Psychologist Dawn Potter, PsyD, explains where these feelings come from and how you can manage them, especially when everyone else seems to be at their merriest.

What is holiday depression?

Holiday depression is situational depression triggered by the onset of the end-of-year holiday season. It may be made worse by the anticipation of get-togethers, large family gatherings and attending or hosting social events.

“With holiday depression, you can feel like you’re on the outside looking in — like everyone else is having a great time when you’re not or can’t,” Dr. Potter says.
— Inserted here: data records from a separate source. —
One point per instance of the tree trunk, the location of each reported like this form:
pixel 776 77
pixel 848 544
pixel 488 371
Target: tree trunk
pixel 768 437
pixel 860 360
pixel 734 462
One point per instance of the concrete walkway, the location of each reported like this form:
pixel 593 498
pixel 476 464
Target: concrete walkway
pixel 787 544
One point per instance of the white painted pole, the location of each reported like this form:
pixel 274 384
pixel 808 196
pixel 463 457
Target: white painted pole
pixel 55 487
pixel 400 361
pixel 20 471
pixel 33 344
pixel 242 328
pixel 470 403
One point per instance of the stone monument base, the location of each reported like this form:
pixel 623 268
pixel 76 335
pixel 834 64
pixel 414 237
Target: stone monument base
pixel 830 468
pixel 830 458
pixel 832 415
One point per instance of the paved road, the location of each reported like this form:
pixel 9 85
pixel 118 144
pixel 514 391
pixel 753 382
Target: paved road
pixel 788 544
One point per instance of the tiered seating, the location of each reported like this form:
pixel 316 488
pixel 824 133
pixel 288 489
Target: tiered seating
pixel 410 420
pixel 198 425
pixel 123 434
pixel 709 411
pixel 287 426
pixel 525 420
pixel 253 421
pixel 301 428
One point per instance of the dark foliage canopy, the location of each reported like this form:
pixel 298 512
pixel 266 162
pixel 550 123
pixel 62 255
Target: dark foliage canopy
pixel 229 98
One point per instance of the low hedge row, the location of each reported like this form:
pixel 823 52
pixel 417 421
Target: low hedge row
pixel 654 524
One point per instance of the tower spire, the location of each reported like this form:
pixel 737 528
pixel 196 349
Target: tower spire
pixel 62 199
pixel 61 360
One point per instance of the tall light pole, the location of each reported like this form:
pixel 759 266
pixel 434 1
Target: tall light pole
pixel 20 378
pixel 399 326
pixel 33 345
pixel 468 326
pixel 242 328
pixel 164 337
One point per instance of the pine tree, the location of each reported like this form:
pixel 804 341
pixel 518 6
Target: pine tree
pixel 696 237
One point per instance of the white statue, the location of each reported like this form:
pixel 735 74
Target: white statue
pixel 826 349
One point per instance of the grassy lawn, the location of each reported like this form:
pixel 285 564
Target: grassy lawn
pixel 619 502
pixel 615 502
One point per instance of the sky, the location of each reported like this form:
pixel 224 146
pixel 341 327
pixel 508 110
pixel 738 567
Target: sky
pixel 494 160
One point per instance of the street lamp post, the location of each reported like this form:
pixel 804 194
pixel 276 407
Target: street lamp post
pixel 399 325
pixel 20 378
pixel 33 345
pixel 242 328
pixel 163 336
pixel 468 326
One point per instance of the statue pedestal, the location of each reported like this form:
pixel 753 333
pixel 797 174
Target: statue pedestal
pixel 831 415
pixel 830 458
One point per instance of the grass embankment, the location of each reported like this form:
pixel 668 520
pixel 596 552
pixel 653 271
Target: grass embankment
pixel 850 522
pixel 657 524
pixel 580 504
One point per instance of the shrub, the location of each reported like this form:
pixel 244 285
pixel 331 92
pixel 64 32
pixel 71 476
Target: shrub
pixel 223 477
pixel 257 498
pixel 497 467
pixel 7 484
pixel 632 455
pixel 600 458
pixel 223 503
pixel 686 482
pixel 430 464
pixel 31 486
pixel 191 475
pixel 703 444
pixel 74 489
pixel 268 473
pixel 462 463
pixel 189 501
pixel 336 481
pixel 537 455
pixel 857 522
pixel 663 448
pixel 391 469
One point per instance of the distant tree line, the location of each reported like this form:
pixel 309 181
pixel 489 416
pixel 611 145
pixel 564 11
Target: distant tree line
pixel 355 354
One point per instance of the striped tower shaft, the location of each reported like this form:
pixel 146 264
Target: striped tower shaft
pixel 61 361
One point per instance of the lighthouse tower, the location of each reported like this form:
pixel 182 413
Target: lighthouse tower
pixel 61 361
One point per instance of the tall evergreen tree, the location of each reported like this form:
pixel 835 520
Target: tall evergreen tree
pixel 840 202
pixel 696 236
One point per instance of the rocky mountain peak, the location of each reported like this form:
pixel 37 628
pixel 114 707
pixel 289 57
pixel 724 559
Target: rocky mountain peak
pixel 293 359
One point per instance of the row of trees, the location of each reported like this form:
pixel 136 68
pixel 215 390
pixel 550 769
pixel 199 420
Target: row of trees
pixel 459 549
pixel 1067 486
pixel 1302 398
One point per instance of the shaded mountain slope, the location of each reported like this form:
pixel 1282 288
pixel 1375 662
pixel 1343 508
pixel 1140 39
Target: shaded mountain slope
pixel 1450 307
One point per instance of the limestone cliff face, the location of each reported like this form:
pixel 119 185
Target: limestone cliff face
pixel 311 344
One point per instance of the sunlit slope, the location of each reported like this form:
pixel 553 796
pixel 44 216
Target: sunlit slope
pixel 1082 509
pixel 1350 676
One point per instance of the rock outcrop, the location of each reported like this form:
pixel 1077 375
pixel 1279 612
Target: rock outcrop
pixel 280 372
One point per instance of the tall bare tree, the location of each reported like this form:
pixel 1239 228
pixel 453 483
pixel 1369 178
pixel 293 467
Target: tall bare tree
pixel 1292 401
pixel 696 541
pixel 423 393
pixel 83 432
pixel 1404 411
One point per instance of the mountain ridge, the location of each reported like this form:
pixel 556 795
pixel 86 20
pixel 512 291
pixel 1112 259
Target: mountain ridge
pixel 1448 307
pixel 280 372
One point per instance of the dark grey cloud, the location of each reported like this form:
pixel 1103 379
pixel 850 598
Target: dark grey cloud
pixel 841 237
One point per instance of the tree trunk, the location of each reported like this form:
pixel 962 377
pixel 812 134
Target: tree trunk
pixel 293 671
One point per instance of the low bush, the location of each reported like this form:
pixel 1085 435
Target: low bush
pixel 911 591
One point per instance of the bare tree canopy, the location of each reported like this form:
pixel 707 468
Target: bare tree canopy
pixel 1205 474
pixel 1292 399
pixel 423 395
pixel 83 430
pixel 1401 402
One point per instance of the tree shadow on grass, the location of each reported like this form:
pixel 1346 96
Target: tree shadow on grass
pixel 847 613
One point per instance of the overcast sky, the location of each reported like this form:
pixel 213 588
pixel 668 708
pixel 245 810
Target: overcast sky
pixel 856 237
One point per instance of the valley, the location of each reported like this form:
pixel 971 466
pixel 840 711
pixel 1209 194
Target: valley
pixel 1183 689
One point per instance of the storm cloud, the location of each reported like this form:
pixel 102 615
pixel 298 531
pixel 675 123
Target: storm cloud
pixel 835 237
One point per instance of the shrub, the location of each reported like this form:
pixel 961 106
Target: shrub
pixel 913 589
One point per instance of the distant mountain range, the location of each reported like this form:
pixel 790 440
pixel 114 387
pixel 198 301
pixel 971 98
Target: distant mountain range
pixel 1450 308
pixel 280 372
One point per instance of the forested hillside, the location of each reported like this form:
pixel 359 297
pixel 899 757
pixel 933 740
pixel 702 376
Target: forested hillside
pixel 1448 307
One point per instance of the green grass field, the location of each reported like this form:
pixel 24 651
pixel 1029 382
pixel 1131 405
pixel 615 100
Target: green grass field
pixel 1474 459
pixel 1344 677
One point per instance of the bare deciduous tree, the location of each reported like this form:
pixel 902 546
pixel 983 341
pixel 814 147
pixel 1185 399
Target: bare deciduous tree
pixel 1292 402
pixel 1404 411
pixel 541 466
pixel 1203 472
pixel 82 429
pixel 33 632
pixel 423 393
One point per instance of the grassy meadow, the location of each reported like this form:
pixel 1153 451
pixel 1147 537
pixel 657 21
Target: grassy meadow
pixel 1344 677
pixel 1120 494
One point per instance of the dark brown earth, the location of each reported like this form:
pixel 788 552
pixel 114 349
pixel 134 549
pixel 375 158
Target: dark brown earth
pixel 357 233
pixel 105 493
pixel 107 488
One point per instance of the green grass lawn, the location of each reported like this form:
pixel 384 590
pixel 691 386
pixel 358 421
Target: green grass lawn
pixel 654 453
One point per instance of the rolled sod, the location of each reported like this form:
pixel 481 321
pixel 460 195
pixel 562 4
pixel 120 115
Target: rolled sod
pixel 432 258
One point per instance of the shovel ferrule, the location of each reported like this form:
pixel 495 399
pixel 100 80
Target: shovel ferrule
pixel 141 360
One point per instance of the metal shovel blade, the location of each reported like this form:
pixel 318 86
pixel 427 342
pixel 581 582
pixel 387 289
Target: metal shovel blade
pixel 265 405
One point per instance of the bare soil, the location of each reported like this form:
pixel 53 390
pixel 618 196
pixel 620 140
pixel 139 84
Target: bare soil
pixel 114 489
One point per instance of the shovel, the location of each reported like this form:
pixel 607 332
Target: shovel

Unlike seasonal affective disorder (SAD), holiday depression may come and go in quick bursts as one event ends and another begins. Or it can linger throughout the days or weeks leading up to the holiday season.

“Depending on what’s going on in your life right now, and in the world around you, holiday depression can cause a disruption to your relationships, your mental health and your ability to manage everything that comes along with the holiday season,” she adds.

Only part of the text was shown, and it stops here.